Blitz Bureau
NEW DELHI:India is building at a scale and speed unprecedented in its post-Independence history. Expressways are slicing through states, airports are coming up in tier-2 cities, metro rail networks are expanding almost simultaneously across a dozen urban centres.
On paper, this is the infrastructure moment policymakers long promised would unlock productivity, jobs and growth. On the ground, however, the lived experience in many cities tells a more disquieting story: congestion that refuses to ease, projects that overrun timelines, and urban services that buckle under the weight of rapid expansion. The question is no longer whether India can build, but whether it can govern what it builds.
Consider urban roads. Despite thousands of kilometres of new highways and flyovers, traffic in India’s major cities has worsened. The problem is not engineering but coordination. Roads are dug up repeatedly by multiple agencies — municipal bodies, water boards, power utilities — often without shared planning or accountability. The absence of unified command turns infrastructure into a revolving door of disruption, eroding the economic gains such investments are meant to deliver.

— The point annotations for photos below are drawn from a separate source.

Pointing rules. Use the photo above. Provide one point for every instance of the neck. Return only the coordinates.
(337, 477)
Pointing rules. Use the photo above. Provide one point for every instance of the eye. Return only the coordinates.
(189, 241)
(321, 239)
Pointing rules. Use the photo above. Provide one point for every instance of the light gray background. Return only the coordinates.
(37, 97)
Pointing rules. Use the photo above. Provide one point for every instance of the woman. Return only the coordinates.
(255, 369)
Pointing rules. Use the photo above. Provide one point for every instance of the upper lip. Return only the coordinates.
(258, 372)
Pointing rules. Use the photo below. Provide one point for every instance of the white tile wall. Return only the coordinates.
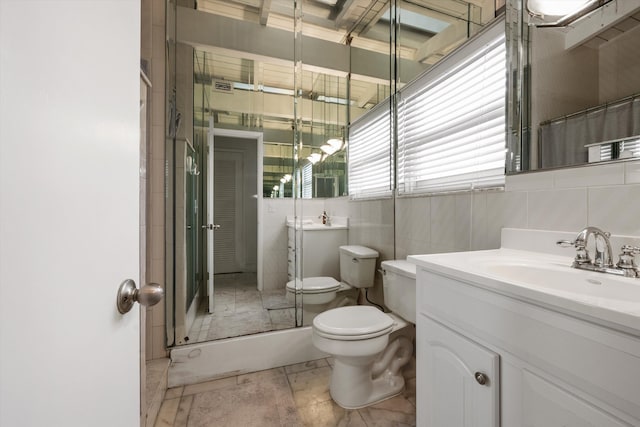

Airports tell a similar story. India has added or upgraded dozens in recent years, boosting regional connectivity and passenger capacity. Yet access roads, last-mile public transport and airspace management lag behind. New terminals gleam while passengers crawl through bottlenecked approach roads. The aviation ecosystem — regulators, city planners, state governments and airport operators — moves in silos, creating friction that no amount of capital expenditure can fix.
Metro rail projects, once seen as the antidote to urban congestion, now expose another governance fault line. Construction delays, cost overruns and patchy integration with bus and feeder services limit their impact. In several cities, metro ridership remains below projections because land-use planning has not kept pace.
High-density housing, commercial hubs and pedestrian infrastructure have not been aligned with transit corridors, undermining the very logic of mass rapid transport.
India’s infrastructure development must now focus on governance capacity as much as capital outlay. That means empowering city governments, integrating planning across agencies, and measuring success by utilisation and service delivery, not kilometres built or terminals inaugurated
At the heart of these failures lies a structural problem: India’s cities are administered by institutions designed for a far smaller, slower urban economy. Urban local bodies lack financial autonomy, technical capacity and decision-making power. State and Central agencies dominate project execution, while municipalities are left to manage consequences without authority or resources. This imbalance produces impressive assets but weak outcomes.
The obsession with ribbon-cutting also distorts priorities. Political rewards favour visible construction over less glamorous reforms — zoning rationalisation, traffic management, maintenance regimes and data-driven urban planning. Yet it is these invisible systems that determine whether infrastructure improves quality of life or merely adds concrete.
India’s infrastructure push is not misguided; it is incomplete. The next phase must focus on governance capacity as much as capital outlay. That means empowering city governments, integrating planning across agencies, and measuring success by utilisation and service delivery, not kilometres built or terminals inaugurated.
If India fails to make this shift, it risks an urban paradox: world-class infrastructure coexisting with everyday dysfunction. Building faster than we can govern may create headlines today, but without institutional reform, it will only deepen urban chaos tomorrow.